A procedure for selecting reference areas in epidemiologic research employing census data and squared Euclidian distance is described. The procedure was adapted from cluster analysis, a multivariate statistical technique that has been applied in many disciplines. With the use of 12 census variables as the basis for evaluating sociodemographic differentiation, squared Euclidian distances were calculated between a geographically delineated index area in southwest Alberta, where residents had complained for several years about the effects of exposure to sour gas emissions, and 119 provincial census tracts in the rest of nonmetropolitan southern Alberta.

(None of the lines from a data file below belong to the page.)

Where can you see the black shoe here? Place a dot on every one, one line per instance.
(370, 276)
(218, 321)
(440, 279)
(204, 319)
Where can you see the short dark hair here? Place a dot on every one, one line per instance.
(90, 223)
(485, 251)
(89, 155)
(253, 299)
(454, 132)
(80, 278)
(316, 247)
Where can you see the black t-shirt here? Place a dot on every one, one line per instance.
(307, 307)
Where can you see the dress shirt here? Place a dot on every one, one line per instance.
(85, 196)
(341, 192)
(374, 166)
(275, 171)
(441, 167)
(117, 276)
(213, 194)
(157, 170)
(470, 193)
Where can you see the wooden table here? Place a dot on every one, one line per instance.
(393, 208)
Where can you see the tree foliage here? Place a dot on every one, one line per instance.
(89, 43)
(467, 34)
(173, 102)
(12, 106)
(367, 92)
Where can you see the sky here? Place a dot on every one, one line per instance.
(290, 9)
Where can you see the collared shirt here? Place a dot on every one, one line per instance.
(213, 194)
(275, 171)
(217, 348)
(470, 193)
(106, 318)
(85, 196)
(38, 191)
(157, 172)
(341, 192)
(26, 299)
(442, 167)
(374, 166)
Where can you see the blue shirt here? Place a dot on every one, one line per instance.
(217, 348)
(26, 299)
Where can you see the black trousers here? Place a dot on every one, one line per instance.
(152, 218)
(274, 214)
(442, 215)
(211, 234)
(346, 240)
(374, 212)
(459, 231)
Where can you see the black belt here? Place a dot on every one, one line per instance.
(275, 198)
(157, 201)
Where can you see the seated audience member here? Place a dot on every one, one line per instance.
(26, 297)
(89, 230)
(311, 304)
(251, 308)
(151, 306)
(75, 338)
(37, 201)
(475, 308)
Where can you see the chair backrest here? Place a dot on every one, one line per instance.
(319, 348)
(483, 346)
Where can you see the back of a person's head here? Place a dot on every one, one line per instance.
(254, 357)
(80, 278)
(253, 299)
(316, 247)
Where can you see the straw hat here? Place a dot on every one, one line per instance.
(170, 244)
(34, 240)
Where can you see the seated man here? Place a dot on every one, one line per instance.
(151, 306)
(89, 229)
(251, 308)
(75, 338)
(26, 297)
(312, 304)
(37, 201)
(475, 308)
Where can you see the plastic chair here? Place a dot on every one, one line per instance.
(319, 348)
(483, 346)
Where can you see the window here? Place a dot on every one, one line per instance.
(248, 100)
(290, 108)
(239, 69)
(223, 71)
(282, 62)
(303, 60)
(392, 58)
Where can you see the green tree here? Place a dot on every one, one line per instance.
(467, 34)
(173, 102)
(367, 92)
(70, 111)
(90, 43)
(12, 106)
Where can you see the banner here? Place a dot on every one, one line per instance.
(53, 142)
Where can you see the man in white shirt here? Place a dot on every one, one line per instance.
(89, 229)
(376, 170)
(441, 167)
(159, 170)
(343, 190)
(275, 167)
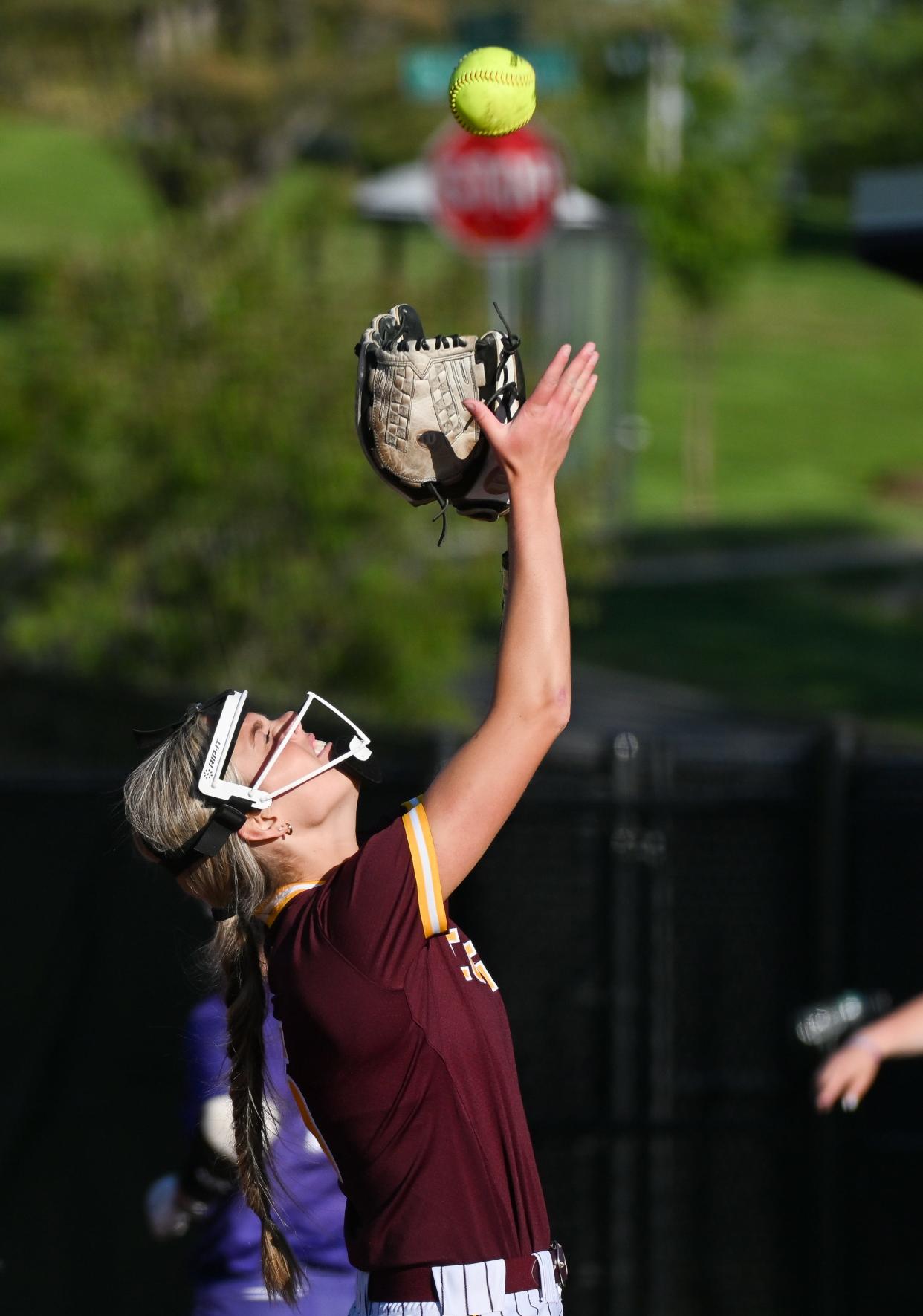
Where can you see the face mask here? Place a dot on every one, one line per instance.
(349, 745)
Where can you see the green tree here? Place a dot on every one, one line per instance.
(184, 500)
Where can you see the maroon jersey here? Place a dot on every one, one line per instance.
(401, 1060)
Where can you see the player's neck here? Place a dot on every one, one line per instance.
(315, 850)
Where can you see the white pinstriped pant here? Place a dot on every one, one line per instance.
(474, 1290)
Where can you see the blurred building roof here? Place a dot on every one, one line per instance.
(407, 195)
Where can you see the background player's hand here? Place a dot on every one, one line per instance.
(167, 1216)
(846, 1077)
(532, 447)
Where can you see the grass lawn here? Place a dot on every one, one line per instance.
(61, 189)
(819, 398)
(819, 395)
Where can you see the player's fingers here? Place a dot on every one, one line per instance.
(583, 399)
(576, 369)
(544, 390)
(580, 383)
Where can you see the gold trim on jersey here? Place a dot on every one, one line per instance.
(310, 1124)
(269, 910)
(426, 869)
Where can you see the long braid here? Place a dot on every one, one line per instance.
(163, 810)
(245, 999)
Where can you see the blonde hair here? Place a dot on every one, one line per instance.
(163, 810)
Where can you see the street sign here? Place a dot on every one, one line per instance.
(426, 70)
(496, 192)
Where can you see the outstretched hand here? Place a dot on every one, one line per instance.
(535, 444)
(846, 1077)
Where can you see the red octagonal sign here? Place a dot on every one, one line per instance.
(496, 191)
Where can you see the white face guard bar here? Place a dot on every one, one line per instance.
(211, 781)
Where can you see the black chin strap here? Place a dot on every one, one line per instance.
(224, 821)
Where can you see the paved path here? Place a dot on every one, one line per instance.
(767, 563)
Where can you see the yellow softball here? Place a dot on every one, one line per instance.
(491, 92)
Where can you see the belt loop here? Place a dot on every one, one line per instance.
(548, 1289)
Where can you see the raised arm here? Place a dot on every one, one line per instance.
(851, 1070)
(477, 790)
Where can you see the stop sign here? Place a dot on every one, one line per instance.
(496, 191)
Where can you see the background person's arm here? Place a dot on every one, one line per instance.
(474, 794)
(851, 1070)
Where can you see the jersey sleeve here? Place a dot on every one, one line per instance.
(382, 911)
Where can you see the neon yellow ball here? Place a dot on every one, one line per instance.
(491, 92)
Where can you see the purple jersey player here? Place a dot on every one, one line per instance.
(225, 1253)
(398, 1051)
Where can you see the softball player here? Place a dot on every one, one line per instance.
(397, 1040)
(225, 1264)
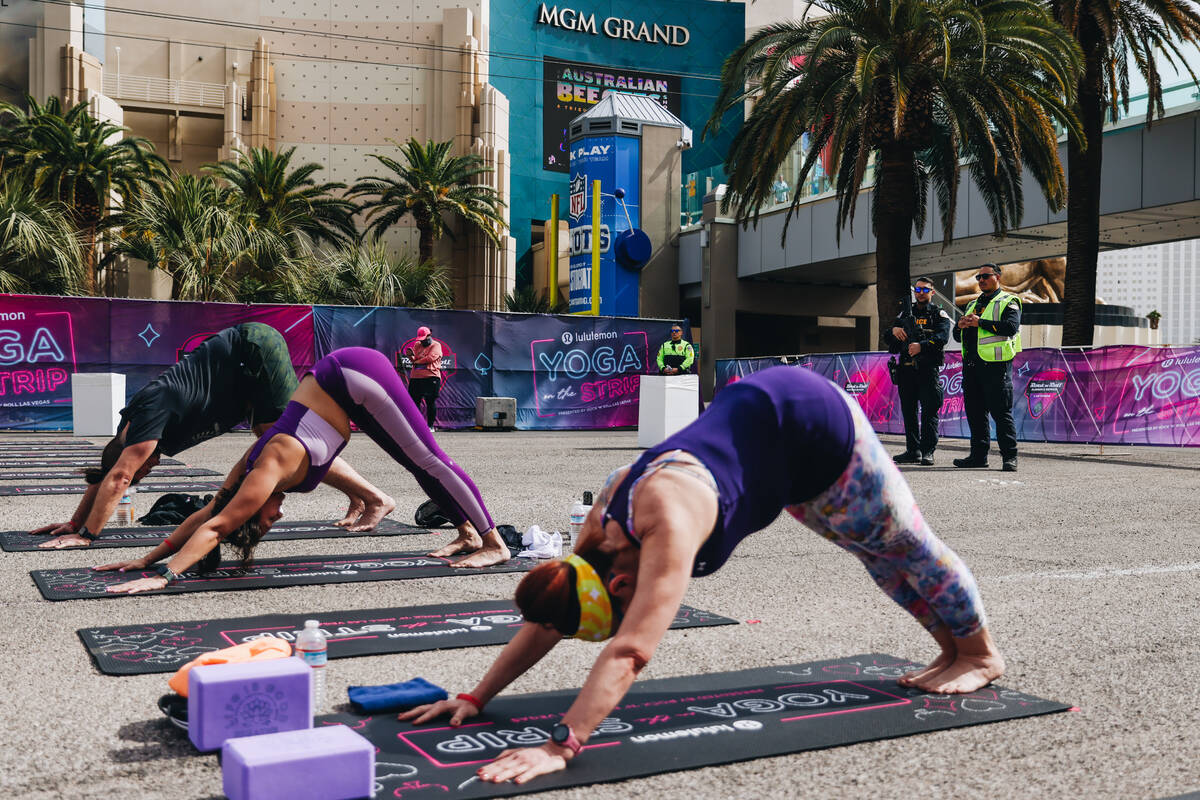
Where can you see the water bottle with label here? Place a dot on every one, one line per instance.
(579, 513)
(312, 648)
(124, 513)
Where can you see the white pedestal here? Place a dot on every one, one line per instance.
(666, 403)
(96, 402)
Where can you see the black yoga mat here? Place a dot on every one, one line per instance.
(36, 462)
(59, 474)
(295, 571)
(79, 487)
(150, 535)
(24, 444)
(166, 647)
(679, 723)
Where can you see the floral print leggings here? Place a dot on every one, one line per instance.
(870, 511)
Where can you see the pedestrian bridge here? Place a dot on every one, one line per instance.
(1150, 194)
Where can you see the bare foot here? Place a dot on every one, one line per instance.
(486, 555)
(941, 662)
(965, 674)
(376, 510)
(353, 512)
(466, 542)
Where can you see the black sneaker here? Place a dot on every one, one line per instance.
(971, 462)
(175, 708)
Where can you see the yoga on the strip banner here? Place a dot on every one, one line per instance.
(45, 340)
(564, 372)
(1131, 395)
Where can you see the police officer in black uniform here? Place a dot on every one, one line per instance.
(917, 336)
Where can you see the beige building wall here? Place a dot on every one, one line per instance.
(336, 79)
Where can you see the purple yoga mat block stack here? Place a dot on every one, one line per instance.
(246, 699)
(329, 763)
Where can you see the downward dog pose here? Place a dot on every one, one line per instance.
(780, 439)
(349, 385)
(241, 374)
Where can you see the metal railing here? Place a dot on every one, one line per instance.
(163, 90)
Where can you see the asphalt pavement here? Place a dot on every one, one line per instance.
(1089, 560)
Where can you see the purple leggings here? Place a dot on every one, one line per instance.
(369, 390)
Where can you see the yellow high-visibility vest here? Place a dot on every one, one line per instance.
(995, 347)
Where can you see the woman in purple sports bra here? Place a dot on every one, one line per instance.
(781, 439)
(355, 385)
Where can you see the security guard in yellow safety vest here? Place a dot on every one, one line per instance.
(676, 355)
(990, 334)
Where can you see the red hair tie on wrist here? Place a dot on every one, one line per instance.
(469, 698)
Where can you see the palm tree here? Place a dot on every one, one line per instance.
(39, 248)
(366, 275)
(82, 162)
(288, 200)
(1113, 34)
(916, 84)
(195, 230)
(430, 182)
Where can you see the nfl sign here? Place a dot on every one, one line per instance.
(579, 196)
(612, 161)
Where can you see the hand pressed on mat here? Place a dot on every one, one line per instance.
(526, 763)
(457, 709)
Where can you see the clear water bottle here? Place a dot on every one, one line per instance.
(124, 513)
(579, 513)
(312, 648)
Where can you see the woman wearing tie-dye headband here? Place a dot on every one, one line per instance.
(781, 439)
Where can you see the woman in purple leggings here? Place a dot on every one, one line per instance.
(781, 439)
(349, 385)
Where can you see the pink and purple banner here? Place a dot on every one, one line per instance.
(1115, 395)
(45, 340)
(565, 372)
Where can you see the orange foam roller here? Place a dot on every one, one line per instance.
(256, 650)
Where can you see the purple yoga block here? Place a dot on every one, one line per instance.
(246, 699)
(328, 763)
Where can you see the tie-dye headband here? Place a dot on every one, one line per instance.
(595, 607)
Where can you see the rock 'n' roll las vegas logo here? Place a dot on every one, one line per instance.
(857, 384)
(579, 196)
(1044, 389)
(259, 708)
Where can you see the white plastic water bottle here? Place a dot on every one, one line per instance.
(312, 648)
(579, 515)
(124, 512)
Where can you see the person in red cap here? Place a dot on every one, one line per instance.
(426, 379)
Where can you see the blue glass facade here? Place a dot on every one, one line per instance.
(605, 34)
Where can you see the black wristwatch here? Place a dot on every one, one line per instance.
(562, 734)
(166, 572)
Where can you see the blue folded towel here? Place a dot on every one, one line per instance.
(395, 697)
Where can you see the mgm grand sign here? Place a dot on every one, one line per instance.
(612, 26)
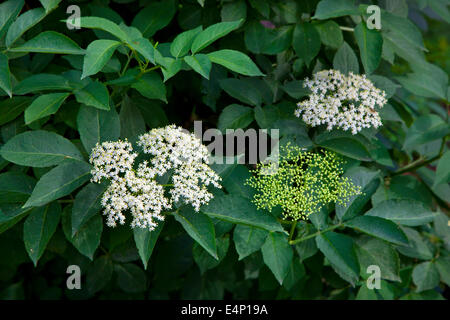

The Euclidian distances can be interpreted as social distance scores with values close to zero representing a high level of sociodemographic similarity between the index area and potential reference areas. The social distance scores, in association with environmental data, suggested a clear choice for the most comparable unexposed reference area and illustrated the difficulty of finding a suitable most comparable exposed reference area. Results from the demographic component of the subsequent health survey indicated that the index area and reference area were similar in most respects. Furthermore, tests with and without statistical adjustment for confounding variables produced negligible differences on most of the important target outcome variables.
本文描述了一种利用人口普查数据和欧几里得距离平方在流行病学研究中选择参考区域的方法。该方法改编自聚类分析,这是一种已应用于许多学科的多元统计技术。以12个人口普查变量为评估社会人口差异的基础,计算了艾伯塔省西南部一个地理划定的指数区域(该区域居民多年来一直抱怨酸性气体排放暴露的影响)与艾伯塔省南部非都市地区其他119个省级人口普查区之间的欧几里得距离平方。欧几里得距离可解释为社会距离得分,值接近零表示指数区域与潜在参考区域之间的社会人口相似性较高。社会距离得分与环境数据相结合,为最具可比性的未暴露参考区域提供了明确选择,并说明了找到合适的最具可比性的暴露参考区域的困难。后续健康调查的人口统计学部分结果表明,指数区域和参考区域在大多数方面相似。此外,对混杂变量进行统计调整和不进行统计调整的测试在大多数重要目标结局变量上产生的差异可忽略不计。